The accident occurred Friday night when a Tesla Model 3 driven by Michael Butler ran off the road and crashed into the home of Martha Avila, who was airlifted to the hospital and later pronounced dead. Butler told Harris County sheriff’s deputies the vehicle was on Autopilot at the time. These details spread quickly, and by the end of the week the story had become the center of a long-running controversy over Tesla’s autonomous driver-assistance systems and full (supervised) driving.

Tesla discontinued Autopilot, its primary driver-assistance system, in January 2026. Full Self-Driving (supervised), which requires a $99-a-month subscription, handles the driver’s maneuvers, including road navigation, steering, lane changes, and parking, but requires the driver to actively monitor the system. Tesla Autopilot is no longer offered

But Tesla, a company that famously dismantled its public relations department years ago, broke its usual silence on Monday to say no.

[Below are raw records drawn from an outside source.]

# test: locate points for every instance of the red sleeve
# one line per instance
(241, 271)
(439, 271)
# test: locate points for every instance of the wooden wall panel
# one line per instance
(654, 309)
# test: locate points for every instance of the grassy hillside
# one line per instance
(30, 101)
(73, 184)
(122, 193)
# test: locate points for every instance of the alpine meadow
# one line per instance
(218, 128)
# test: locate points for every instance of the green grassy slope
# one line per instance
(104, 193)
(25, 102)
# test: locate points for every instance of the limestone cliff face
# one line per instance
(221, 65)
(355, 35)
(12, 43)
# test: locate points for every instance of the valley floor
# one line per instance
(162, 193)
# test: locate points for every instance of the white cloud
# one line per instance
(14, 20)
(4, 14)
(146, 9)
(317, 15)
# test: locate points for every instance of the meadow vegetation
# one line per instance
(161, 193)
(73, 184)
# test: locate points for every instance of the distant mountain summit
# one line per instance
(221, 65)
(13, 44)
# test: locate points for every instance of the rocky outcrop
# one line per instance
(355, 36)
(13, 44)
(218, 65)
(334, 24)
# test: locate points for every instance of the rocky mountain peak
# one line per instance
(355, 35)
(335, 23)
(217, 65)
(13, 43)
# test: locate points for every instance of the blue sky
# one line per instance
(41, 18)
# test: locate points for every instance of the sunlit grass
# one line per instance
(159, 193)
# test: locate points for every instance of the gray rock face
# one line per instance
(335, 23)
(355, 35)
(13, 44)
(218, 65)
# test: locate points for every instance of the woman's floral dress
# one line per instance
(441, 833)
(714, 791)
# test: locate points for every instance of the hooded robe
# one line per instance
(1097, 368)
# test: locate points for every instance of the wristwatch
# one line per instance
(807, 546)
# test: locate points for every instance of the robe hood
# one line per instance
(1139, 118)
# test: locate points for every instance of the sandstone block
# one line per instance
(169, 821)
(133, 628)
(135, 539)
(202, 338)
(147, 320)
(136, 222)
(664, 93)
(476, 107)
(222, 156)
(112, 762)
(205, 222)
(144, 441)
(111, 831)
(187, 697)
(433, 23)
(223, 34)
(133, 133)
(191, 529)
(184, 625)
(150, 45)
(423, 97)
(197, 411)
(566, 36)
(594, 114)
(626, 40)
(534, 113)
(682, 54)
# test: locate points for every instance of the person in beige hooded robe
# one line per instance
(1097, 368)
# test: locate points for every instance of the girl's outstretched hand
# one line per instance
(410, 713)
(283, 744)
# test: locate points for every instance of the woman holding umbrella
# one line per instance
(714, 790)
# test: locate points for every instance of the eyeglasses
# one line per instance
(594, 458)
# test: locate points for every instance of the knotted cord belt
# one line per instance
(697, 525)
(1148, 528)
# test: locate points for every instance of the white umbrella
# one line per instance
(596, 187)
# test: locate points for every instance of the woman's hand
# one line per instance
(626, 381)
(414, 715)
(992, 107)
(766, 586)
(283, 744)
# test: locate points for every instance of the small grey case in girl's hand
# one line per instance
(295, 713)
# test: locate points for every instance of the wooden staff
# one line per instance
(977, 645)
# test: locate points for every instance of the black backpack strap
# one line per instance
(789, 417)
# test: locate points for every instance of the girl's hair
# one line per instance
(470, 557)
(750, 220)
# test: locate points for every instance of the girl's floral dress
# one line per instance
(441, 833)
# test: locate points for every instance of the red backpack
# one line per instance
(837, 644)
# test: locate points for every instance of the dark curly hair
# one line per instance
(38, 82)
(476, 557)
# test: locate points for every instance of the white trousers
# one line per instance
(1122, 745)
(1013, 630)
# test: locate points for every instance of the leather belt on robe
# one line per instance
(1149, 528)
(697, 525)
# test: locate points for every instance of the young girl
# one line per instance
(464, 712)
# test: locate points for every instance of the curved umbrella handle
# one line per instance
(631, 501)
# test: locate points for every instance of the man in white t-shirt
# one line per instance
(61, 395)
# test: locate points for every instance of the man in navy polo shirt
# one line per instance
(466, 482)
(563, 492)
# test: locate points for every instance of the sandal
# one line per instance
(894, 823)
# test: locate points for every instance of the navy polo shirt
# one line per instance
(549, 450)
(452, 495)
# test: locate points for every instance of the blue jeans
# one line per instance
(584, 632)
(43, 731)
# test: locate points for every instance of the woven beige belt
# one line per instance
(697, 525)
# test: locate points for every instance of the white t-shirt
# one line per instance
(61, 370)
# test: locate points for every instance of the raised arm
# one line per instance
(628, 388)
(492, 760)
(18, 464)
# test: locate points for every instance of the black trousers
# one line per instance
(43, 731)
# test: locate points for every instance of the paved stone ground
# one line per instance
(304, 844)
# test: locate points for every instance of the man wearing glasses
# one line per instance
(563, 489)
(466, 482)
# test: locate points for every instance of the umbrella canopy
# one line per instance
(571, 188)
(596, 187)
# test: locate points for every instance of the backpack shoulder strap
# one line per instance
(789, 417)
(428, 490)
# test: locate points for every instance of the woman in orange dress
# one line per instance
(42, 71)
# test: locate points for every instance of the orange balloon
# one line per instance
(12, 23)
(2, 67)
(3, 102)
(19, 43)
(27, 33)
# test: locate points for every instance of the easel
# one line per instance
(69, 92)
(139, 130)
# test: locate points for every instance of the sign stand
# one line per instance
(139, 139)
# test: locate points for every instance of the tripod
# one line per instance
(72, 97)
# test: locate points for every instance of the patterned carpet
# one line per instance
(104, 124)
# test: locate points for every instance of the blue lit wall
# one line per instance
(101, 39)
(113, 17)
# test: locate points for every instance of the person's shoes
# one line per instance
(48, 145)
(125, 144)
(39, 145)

Ashok Elswami, Tesla’s vice president of AI programs and the first engineer hired for the Autopilot team in 2014, took to X to offer a very different account than the data showed. “In this case, the driver manually overridden self-driving by depressing the accelerator pedal to 100% of the accelerator in this residential area,” he wrote. “They reached speeds of 73 mph during the accident, and the accelerator was depressed even after the accident.”

The implication was that whatever system was triggered, the human foot pressing the accelerator at full speed was responsible for what happened, not the car.

Elon Musk amplified this point in his own X account shortly after. “this [allegation] meaningless. The FSD drives slowly through the neighborhood streets and this was a high speed crash! books.

Federal regulators appear intent on reaching their own conclusions. The National Highway Traffic Safety Administration confirmed to TechCrunch on Monday that it has opened its own investigation into the crash. This investigation is said to be the latest of more than 40 such investigations the agency has launched into incidents of Tesla crashes believed to involve advanced driver-assistance systems in recent years.

The Harris County Sheriff’s Office said it will present its findings to the local district attorney to determine if criminal charges are warranted.

Whether the Autopilot system is actually active, overridden, or faulty likely won’t be resolved until investigators finish combing the vehicle’s data records.